Dans la cuisine des Tsukiyo, une délicate odeur de biscuits flottait dans l’air. Sortant sa dernière fournée de biscuits du four, Kyoko les déposa sur la table, non sans regarder sa sœur de travers, qui essayée pour la seconde fois de prendre quelques gâteaux en douce.
-Tomoyo, je t’ai déjà dis que j’en avais juste assez, alors n’y touche pas !
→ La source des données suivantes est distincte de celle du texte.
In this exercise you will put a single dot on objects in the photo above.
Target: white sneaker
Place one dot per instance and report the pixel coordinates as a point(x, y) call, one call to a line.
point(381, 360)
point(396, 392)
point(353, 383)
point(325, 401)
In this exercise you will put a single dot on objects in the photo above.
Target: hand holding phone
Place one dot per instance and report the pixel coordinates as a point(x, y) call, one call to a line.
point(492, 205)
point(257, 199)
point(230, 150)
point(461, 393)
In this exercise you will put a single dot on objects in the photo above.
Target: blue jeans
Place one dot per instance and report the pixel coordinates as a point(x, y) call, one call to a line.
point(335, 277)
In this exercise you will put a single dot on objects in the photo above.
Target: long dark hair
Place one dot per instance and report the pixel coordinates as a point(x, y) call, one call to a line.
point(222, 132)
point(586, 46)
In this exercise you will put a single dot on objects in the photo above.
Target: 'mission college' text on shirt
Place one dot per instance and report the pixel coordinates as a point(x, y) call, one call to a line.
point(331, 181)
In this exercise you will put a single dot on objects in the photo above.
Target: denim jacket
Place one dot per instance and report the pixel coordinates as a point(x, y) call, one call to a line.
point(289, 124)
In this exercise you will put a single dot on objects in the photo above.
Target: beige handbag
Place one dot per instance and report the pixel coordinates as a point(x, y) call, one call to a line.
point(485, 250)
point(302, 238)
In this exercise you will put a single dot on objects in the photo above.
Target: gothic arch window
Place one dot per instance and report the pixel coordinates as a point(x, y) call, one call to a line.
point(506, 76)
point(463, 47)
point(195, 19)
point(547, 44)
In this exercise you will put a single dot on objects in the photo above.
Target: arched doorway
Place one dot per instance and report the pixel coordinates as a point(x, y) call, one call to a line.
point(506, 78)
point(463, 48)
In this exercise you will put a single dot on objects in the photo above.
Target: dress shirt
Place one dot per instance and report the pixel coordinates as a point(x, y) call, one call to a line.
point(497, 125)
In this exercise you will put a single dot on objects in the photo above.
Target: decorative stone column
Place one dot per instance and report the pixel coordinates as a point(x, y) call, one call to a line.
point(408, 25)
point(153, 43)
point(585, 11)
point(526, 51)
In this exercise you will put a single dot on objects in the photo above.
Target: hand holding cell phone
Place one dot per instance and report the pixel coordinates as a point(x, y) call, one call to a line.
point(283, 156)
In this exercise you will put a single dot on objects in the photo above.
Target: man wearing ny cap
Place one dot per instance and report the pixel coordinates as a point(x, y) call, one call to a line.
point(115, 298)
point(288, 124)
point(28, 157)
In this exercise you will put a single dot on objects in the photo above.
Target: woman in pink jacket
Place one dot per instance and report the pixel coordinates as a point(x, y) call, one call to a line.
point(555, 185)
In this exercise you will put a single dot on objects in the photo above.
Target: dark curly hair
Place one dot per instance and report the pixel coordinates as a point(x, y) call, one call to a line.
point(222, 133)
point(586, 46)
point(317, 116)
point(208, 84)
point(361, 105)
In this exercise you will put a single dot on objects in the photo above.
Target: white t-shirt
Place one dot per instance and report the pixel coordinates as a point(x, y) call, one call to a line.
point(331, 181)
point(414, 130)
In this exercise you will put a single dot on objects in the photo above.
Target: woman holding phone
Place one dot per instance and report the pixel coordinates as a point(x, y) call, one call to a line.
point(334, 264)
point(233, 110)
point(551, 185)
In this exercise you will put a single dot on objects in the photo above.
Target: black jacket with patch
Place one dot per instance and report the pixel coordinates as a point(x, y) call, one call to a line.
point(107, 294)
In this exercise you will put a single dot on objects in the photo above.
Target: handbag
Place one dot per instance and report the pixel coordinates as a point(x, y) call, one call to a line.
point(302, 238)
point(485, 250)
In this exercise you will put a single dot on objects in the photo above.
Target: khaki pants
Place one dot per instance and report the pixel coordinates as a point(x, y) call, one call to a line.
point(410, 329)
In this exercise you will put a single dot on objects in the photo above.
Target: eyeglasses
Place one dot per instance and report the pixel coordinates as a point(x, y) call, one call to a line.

-Mais ils ont l’air si appétissants, contrairement à ce que tu cuisines…
-C’est vrai que ma cuisine est…
Elle se tut, sachant très bien qu'elle était meilleur pâtissière que cuisinière. Elle commença à mettre les biscuits dans de petits sacs de couleurs différentes. Les biscuits avaient la forme de cœur. Certains étaient entièrement en pâte au chocolat, d’autres étaient marbrés, d’autres étaient de côté pour être couvert d’une couche de chocolat et d’autres étaient tous simplement normaux.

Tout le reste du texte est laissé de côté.